Beef Alert! Spotify Claims Apple Is Rejecting Its Updated App

The company sent a letter to Apple's top lawyer earlier this week, claiming that Apple is "causing grave harm to Spotify and its customers."

Photo courtesy of Spotify

Tough week for Apple Music! Earlier this week, Senator Elizabeth Warren dropped a hot 16 against the streaming giant when she called into question the business practices of Google, Amazon, and Apple, specifically singling out Apple Music for their overall propensity to "snuff out competition."

A Spotify spokesman was quick to back up Warren's tough talk, and now Spotify's doubling down with incendiary claims that Apple is purposefully rejecting an updated version of Spotify's app from the App Store. The company sent a letter to Apple's top lawyer earlier this week, claiming that Apple is "causing grave harm to Spotify and its customers" by doing so.

"This latest episode raises serious concerns under both US and EU competition law," Spotify general counsel Horacio Gutierrez wrote in the letter, which Recode reports has also been circulated to some Congressional staff. "It continues a troubling pattern of behavior by Apple to exclude and diminish the competitveness of Spotify on iOS and as a rival to Apple Music, particularly when seen against the backdrop of Apple's previous anticompetitive conduct aimed at Spotify… we cannot stand by as Apple uses the App Store approval process as a weapon to harm competitors."

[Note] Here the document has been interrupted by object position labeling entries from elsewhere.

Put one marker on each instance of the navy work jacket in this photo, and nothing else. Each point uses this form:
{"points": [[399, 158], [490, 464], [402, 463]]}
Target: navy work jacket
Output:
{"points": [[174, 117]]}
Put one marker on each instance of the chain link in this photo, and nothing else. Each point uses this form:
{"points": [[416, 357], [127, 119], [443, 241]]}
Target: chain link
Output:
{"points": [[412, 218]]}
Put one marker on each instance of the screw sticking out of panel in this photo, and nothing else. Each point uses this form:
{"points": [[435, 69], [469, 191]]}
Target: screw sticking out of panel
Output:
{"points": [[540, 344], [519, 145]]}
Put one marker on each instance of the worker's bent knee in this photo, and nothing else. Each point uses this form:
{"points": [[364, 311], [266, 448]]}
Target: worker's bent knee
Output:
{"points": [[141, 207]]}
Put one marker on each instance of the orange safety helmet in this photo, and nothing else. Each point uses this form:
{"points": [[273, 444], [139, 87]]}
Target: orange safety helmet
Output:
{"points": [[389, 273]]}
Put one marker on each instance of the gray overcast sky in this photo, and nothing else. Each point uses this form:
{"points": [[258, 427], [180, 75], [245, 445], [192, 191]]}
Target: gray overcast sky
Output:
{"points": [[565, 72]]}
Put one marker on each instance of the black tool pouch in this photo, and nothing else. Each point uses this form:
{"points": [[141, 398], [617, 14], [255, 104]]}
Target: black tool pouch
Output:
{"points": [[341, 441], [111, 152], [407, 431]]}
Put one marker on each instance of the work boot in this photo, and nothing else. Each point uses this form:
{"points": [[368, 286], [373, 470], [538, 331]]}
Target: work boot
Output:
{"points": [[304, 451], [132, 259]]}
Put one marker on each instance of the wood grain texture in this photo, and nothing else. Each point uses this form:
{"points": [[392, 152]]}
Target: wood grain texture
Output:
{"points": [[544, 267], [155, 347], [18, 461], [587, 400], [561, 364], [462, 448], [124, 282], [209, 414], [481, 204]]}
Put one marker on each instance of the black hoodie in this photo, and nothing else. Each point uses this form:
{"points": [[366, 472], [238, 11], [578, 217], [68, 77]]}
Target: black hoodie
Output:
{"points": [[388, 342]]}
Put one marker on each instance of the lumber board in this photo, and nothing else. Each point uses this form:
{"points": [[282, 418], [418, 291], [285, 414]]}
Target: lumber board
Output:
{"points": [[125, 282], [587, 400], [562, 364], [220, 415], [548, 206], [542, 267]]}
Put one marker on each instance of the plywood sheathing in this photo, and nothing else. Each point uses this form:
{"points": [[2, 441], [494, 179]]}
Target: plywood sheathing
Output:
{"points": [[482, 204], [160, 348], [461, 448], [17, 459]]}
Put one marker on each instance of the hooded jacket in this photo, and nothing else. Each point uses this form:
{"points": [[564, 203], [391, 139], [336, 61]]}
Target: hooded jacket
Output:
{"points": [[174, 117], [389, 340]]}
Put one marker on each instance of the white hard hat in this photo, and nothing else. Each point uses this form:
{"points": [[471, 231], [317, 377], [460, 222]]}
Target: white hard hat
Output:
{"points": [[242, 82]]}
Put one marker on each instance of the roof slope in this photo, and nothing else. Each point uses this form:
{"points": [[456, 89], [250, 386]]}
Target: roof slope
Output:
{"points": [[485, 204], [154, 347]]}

Recode also notes that Spotify is way, way ahead of Apple Music when it comes to subscribers, with a healthy 30 million count doubling Apple's 15 million. (Granted, 15 million is nothing to sneeze at either—especially when you consider that Tidal, which launched before Apple Music, has only garnered 3 million subscribers as of March of this year.) Still, if Apple is purposefully keeping Spotify from introducing an updated version of their app, that's pretty shady—and it adds some fuel to the fire that the FTC's current investigation of Apple Music is generating, too.